An Infinite Impulse Response (IIR) filter is a type of digital filter commonly used in signal processing and control systems. Unlike Finite Impulse Response (FIR) filters, which have a finite-duration impulse response, IIR filters have an impulse response that extends infinitely into the past and future. This property arises from the feedback loop used in their design.
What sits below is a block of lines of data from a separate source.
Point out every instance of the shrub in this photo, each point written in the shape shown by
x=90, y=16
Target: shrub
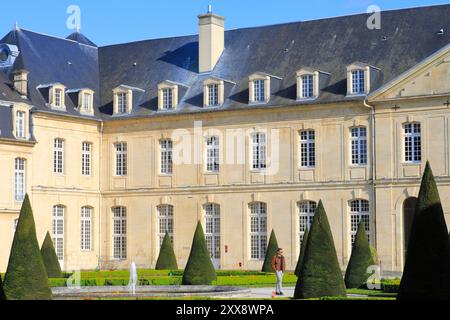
x=26, y=277
x=320, y=274
x=427, y=267
x=271, y=251
x=166, y=259
x=302, y=253
x=356, y=274
x=199, y=269
x=50, y=259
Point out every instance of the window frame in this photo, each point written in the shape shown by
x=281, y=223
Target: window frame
x=258, y=235
x=358, y=146
x=414, y=151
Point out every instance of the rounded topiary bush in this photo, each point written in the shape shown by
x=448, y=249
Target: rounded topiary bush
x=166, y=259
x=199, y=269
x=50, y=258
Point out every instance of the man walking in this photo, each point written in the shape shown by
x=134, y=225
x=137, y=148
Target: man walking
x=279, y=266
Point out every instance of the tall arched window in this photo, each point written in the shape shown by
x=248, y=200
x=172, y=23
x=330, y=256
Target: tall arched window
x=86, y=229
x=359, y=210
x=165, y=218
x=119, y=233
x=19, y=179
x=306, y=210
x=212, y=229
x=258, y=230
x=58, y=230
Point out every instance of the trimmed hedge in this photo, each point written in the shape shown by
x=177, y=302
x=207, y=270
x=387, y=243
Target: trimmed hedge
x=26, y=277
x=199, y=269
x=427, y=267
x=320, y=274
x=271, y=251
x=166, y=259
x=50, y=258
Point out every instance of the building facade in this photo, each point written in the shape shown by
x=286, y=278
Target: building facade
x=243, y=130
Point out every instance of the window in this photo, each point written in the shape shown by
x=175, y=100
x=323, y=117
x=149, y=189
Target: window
x=167, y=98
x=58, y=231
x=58, y=98
x=58, y=156
x=258, y=230
x=358, y=81
x=212, y=154
x=259, y=91
x=359, y=145
x=122, y=102
x=121, y=159
x=165, y=218
x=306, y=210
x=87, y=97
x=119, y=233
x=19, y=179
x=166, y=156
x=259, y=149
x=213, y=95
x=20, y=125
x=413, y=144
x=307, y=149
x=86, y=228
x=359, y=210
x=86, y=148
x=212, y=230
x=307, y=86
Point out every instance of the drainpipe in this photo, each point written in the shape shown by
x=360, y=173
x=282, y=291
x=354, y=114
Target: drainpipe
x=373, y=164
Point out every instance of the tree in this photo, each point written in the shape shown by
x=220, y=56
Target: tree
x=199, y=269
x=2, y=292
x=271, y=251
x=50, y=258
x=302, y=253
x=320, y=274
x=26, y=277
x=166, y=259
x=356, y=274
x=427, y=267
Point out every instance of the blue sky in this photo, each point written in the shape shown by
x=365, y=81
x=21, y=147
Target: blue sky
x=118, y=21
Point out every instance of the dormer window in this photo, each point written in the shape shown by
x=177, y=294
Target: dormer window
x=260, y=87
x=167, y=95
x=167, y=98
x=57, y=94
x=58, y=98
x=360, y=78
x=123, y=99
x=122, y=102
x=358, y=86
x=259, y=91
x=213, y=92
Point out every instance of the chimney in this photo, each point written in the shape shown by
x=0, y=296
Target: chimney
x=21, y=82
x=211, y=40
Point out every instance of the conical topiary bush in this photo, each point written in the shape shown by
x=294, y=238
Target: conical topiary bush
x=26, y=277
x=166, y=259
x=302, y=253
x=199, y=269
x=2, y=293
x=427, y=267
x=320, y=273
x=271, y=251
x=356, y=274
x=50, y=258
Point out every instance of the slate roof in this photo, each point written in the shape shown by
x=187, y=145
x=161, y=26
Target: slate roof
x=407, y=37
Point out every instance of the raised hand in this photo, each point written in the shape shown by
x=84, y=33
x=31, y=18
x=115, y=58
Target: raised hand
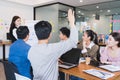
x=71, y=18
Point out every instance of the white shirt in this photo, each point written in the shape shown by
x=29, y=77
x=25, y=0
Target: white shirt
x=44, y=57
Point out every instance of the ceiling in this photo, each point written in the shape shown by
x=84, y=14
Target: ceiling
x=87, y=6
x=69, y=2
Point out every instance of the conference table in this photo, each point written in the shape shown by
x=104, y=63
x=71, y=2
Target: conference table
x=78, y=72
x=3, y=44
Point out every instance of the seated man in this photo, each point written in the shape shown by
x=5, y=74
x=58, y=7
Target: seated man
x=44, y=56
x=19, y=52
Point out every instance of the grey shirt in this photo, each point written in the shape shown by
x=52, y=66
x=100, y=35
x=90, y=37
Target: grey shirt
x=44, y=57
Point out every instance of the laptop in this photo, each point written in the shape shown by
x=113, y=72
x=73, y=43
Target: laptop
x=70, y=59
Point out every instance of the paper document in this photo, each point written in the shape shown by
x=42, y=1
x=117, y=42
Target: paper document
x=99, y=73
x=111, y=68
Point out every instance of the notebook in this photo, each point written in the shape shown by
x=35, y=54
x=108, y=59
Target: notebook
x=70, y=59
x=111, y=68
x=99, y=73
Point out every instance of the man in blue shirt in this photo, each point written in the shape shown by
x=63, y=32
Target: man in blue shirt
x=19, y=52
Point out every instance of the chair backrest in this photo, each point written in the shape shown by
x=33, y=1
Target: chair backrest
x=71, y=56
x=9, y=69
x=2, y=72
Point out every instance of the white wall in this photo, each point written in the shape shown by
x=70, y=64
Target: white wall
x=7, y=11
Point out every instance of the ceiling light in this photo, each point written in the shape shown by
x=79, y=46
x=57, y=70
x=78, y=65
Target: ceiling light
x=81, y=0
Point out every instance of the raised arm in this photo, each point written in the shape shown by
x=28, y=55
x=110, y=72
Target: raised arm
x=66, y=45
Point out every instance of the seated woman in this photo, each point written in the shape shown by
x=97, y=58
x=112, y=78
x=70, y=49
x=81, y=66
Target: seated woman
x=89, y=46
x=111, y=53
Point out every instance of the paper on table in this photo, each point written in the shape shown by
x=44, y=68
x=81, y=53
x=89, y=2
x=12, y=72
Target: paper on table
x=110, y=67
x=99, y=73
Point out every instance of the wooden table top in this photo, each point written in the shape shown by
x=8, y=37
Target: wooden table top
x=78, y=72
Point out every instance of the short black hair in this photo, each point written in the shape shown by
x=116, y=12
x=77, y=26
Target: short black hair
x=65, y=31
x=43, y=30
x=116, y=36
x=22, y=32
x=92, y=35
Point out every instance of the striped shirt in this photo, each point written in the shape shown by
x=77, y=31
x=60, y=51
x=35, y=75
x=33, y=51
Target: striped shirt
x=44, y=57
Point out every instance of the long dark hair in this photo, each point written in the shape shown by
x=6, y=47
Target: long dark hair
x=12, y=26
x=116, y=36
x=92, y=35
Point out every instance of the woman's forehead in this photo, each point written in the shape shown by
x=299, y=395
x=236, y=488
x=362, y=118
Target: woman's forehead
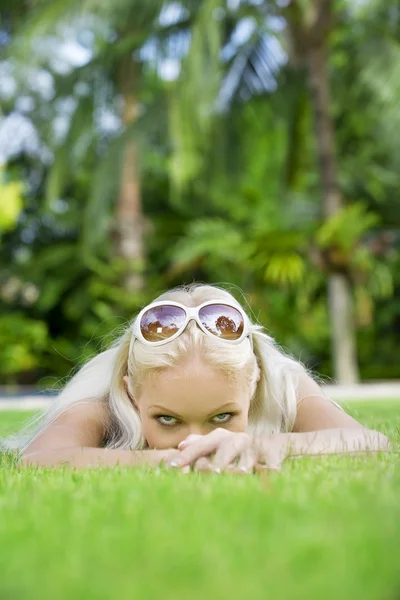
x=192, y=387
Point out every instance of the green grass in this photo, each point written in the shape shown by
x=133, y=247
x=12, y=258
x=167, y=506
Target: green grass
x=325, y=527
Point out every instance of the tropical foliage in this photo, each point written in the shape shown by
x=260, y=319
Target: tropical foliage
x=149, y=144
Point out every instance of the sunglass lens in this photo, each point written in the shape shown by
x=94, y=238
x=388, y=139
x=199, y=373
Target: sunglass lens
x=161, y=322
x=223, y=321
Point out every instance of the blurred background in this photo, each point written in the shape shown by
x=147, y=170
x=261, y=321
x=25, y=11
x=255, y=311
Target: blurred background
x=145, y=144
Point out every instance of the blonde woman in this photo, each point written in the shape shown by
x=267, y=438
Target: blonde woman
x=192, y=384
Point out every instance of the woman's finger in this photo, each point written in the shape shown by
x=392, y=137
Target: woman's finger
x=204, y=446
x=270, y=455
x=190, y=438
x=230, y=449
x=202, y=464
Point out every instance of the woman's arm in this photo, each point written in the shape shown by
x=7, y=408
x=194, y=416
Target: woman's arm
x=74, y=438
x=82, y=457
x=317, y=443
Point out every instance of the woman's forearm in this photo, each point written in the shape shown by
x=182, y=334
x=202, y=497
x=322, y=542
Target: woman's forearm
x=82, y=457
x=334, y=441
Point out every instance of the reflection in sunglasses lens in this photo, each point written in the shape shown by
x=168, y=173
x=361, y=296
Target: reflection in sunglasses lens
x=223, y=321
x=162, y=322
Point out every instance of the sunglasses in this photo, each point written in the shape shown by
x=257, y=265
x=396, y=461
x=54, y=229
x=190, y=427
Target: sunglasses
x=162, y=322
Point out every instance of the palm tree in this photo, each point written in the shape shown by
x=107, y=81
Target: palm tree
x=252, y=68
x=111, y=79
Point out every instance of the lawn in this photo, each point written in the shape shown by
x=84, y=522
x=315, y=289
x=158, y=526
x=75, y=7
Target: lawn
x=325, y=527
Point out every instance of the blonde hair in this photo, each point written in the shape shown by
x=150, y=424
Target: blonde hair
x=272, y=377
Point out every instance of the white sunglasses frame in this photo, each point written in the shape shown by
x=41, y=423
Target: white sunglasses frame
x=192, y=313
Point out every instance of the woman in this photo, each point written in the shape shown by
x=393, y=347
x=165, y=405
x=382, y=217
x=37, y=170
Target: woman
x=192, y=384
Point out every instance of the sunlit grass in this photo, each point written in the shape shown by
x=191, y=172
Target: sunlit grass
x=322, y=528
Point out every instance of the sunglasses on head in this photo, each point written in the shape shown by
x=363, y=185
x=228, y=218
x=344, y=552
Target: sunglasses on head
x=161, y=322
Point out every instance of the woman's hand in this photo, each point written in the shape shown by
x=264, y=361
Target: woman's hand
x=226, y=450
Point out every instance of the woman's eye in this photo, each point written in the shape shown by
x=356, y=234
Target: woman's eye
x=223, y=418
x=166, y=420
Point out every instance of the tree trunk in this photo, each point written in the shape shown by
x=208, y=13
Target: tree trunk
x=129, y=221
x=339, y=291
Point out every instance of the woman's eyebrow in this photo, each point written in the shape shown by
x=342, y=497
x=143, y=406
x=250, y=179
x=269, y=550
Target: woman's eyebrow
x=171, y=412
x=219, y=409
x=166, y=410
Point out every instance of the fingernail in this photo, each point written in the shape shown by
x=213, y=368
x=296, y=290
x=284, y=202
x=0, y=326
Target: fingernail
x=175, y=463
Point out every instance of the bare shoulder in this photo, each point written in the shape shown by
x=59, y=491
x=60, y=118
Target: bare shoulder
x=83, y=424
x=315, y=410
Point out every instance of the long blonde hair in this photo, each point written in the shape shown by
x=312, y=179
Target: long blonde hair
x=272, y=376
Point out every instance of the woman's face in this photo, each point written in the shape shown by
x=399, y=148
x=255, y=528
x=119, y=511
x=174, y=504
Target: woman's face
x=192, y=398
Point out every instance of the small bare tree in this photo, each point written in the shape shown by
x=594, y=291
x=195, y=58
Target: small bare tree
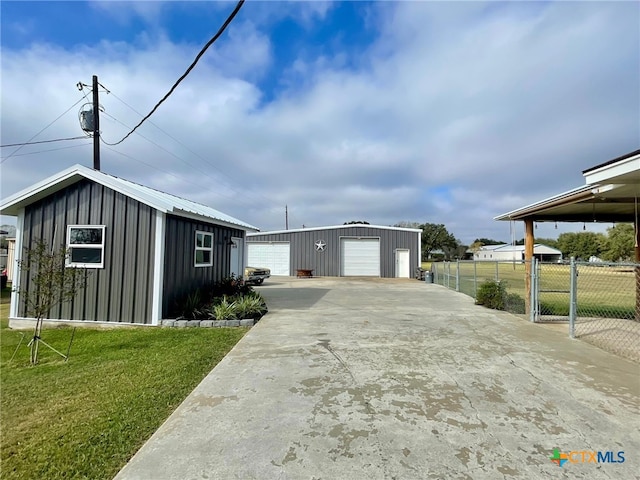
x=50, y=283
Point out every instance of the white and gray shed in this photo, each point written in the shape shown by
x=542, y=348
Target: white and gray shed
x=338, y=251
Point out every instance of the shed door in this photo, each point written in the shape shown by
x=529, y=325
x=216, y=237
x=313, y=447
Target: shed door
x=360, y=257
x=274, y=256
x=402, y=263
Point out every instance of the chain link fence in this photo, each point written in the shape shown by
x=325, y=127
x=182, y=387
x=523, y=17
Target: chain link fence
x=599, y=302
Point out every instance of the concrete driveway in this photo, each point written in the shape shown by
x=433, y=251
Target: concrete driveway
x=373, y=379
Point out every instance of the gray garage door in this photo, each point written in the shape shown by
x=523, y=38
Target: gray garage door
x=360, y=257
x=274, y=256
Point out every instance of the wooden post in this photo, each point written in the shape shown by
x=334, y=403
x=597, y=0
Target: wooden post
x=96, y=125
x=528, y=256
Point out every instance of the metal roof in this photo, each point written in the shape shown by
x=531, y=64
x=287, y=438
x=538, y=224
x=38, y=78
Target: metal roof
x=335, y=227
x=161, y=201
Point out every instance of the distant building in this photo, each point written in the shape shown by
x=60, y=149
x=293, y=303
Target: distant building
x=516, y=252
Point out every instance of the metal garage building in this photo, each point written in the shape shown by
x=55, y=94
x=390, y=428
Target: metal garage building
x=343, y=250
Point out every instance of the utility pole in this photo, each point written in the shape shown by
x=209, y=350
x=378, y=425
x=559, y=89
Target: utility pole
x=96, y=125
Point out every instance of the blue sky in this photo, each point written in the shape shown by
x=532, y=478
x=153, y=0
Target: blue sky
x=441, y=112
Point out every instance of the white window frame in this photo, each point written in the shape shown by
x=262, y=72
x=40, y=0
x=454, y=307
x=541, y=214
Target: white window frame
x=202, y=249
x=71, y=246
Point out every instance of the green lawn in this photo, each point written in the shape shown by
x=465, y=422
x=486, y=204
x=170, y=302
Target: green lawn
x=86, y=417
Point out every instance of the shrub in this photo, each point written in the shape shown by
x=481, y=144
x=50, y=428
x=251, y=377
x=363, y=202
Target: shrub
x=225, y=310
x=492, y=295
x=251, y=306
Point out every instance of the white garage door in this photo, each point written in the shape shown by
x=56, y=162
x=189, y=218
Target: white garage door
x=360, y=257
x=274, y=256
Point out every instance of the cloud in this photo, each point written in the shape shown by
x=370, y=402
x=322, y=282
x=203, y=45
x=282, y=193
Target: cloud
x=452, y=114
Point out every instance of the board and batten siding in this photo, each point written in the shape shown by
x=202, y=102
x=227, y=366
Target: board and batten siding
x=181, y=276
x=121, y=292
x=303, y=254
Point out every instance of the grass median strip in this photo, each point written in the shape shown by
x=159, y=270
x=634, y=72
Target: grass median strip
x=85, y=418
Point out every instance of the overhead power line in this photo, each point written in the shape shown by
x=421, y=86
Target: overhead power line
x=184, y=75
x=46, y=151
x=43, y=141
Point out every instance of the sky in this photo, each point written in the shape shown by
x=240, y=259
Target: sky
x=429, y=112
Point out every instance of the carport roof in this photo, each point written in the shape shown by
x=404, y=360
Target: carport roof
x=610, y=195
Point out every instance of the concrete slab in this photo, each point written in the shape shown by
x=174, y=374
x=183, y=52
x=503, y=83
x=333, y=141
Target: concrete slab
x=361, y=378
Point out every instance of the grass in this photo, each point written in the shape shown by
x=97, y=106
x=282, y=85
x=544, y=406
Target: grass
x=602, y=291
x=85, y=418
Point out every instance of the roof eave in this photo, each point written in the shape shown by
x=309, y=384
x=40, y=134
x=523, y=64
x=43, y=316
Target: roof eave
x=575, y=195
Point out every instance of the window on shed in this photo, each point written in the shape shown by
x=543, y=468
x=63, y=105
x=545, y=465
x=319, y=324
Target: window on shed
x=204, y=249
x=86, y=246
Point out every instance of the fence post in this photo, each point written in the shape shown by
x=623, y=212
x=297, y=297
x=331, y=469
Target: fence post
x=573, y=298
x=533, y=304
x=475, y=279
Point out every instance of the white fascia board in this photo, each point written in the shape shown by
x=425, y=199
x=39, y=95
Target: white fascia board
x=606, y=173
x=215, y=221
x=578, y=192
x=336, y=227
x=41, y=189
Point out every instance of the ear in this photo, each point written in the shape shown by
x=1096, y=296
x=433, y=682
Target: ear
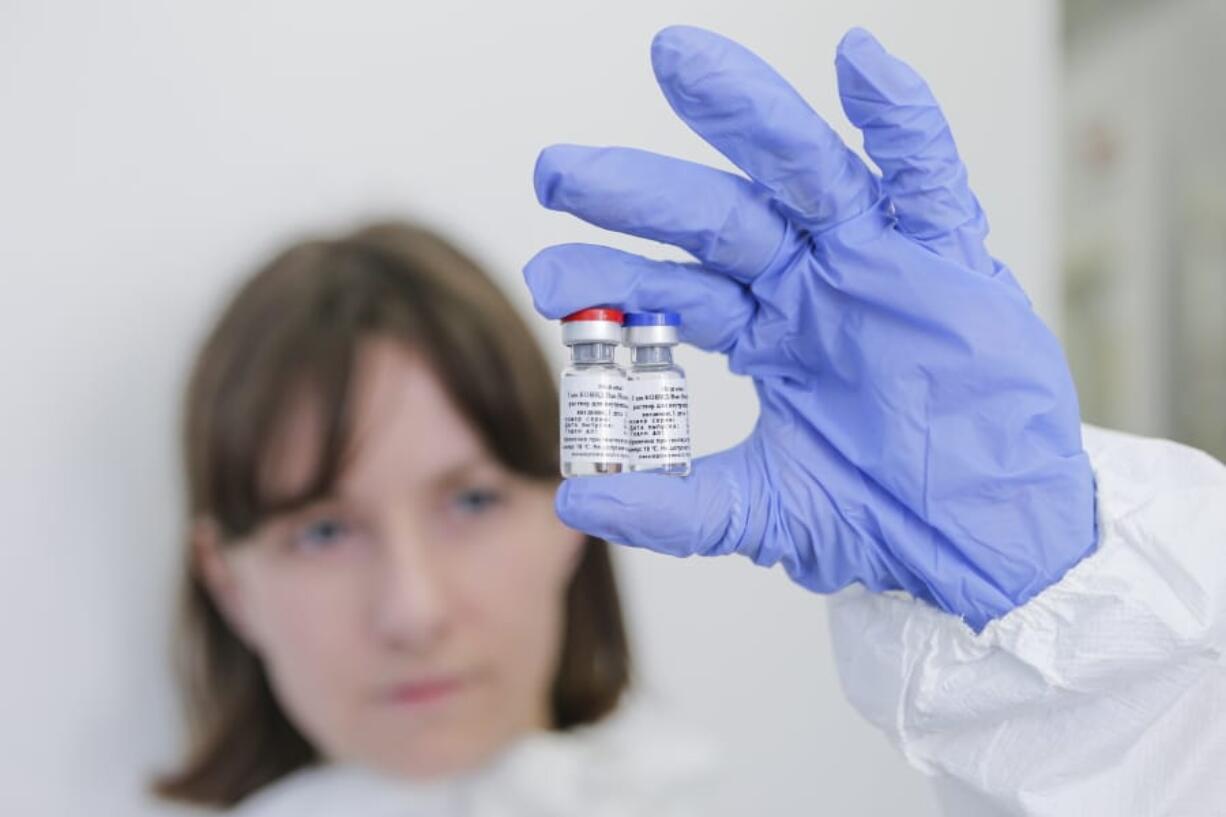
x=215, y=569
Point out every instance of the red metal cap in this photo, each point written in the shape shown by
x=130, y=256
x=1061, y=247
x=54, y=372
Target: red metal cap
x=595, y=313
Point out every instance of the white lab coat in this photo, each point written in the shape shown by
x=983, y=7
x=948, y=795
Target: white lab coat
x=1105, y=694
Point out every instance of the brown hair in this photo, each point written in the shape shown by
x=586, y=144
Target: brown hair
x=299, y=323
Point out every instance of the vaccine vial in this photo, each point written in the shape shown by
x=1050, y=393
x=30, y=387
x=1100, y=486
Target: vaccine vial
x=658, y=398
x=593, y=395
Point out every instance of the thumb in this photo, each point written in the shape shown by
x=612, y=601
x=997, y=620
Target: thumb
x=701, y=514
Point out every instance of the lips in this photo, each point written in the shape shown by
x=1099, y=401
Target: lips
x=426, y=691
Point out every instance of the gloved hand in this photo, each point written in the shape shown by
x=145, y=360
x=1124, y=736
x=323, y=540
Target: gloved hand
x=918, y=426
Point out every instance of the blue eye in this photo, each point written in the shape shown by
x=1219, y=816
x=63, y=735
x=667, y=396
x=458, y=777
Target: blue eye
x=476, y=501
x=320, y=534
Here are some key characteristics and features of IIR filters:

  1. Feedback Loop: IIR filters use feedback, which allows them to have a compact representation and potentially achieve desired frequency responses with fewer coefficients compared to FIR filters.
  2. Recursive Nature: The recursive nature of IIR filters means that the output at each time instant depends on both the current and previous input samples, as well as the previous output samples. This characteristic can lead to greater flexibility in designing the filter’s frequency response.
  3. Non-Linear Phase: Unlike FIR filters, IIR filters typically exhibit non-linear phase responses. This means that different frequency components of the input signal experience different amounts of delay, potentially causing distortion in the output signal’s timing relationships.
  4. Stability Consideration: Due to their feedback nature, IIR filters can be unstable if not designed properly. Careful consideration of pole and zero placement is necessary to ensure stability.
  5. Filter Order: The order of an IIR filter corresponds to the number of poles and zeros in the filter’s transfer function. Higher-order filters may achieve sharper frequency roll-offs but are more prone to stability issues.
  6. Design Techniques: IIR filters can be designed using methods such as Butterworth, Chebyshev, and elliptic (Cauer) designs. These methods allow for controlling filter characteristics such as passband ripple, stopband attenuation, and transition bandwidth.
  7. Low Pass, High Pass, Band Pass, and Band Stop Filters: IIR filters can be designed to operate as various types of filters, depending on the arrangement of poles and zeros in the transfer function.
  8. Realization: IIR filters can be realized using structures such as direct form I, direct form II, cascade form, and state-space form.

IIR filters have advantages in terms of computational efficiency and the ability to achieve specific frequency responses with fewer coefficients. However, their potential instability and non-linear phase response need to be carefully managed during design and implementation. Modern digital signal processing platforms and software tools provide tools for designing and implementing IIR filters effectively.

Applications of IIR filters include audio equalization, noise cancellation, audio and speech processing, control systems, and communication systems.